I've been doing some work on fault response within the system, and finally
realized something I should probably have seen awhile back. Perhaps I am
misunderstanding somewhere, so forgive the ignorance if so.
When we designed ORTE some time in the deep, dark past, we had envisioned
that people might want multiple ways of responding to process faults and/or
abnormal terminations. You might want to just abort the job, attempt to
restart just that proc, attempt to restart the job, etc. To support these
multiple options, and to provide a means for people to simply try new ones,
we created the errmgr framework.
Our thought was that a process and/or daemon would call the errmgr when we
detected something abnormal happening, and that the selected errmgr
component could then do whatever fault response was desired.
However, I now see that the fault tolerance mechanisms inside of OMPI do not
seem to be using that methodology.
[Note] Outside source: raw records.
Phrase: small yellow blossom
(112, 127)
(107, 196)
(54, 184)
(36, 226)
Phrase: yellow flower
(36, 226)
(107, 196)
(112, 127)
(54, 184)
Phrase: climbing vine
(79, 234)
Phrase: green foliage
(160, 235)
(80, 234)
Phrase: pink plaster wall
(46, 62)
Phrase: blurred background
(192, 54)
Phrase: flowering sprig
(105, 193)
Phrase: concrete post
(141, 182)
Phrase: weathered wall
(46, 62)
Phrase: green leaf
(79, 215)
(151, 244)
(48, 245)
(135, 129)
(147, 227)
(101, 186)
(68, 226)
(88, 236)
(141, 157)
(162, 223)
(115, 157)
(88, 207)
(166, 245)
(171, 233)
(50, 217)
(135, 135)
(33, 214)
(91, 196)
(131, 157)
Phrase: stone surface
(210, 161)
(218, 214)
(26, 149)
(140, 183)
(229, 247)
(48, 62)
Instead, we have hard-coded a particular
response into the system.
If we configure without FT, we just abort the entire job since that is the
only errmgr component that exists.
If we configure with FT, then we execute the hard-coded C/R methodology.
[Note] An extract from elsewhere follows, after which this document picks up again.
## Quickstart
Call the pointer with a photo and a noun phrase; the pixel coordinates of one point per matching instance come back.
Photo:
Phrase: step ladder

This is built directly into the code, so there is no option as to what
Is there a reason why the errmgr framework was not used? Did the FT team
decide that this was not a useful tool to support multiple FT strategies?
Can we modify it to better serve those needs, or is it simply not feasible?
If it isn't going to be used for that purpose, then I might as well remove
it. As things stand, there really is no purpose served by the errmgr
framework - might as well replace it with just a function call.
Appreciate any insights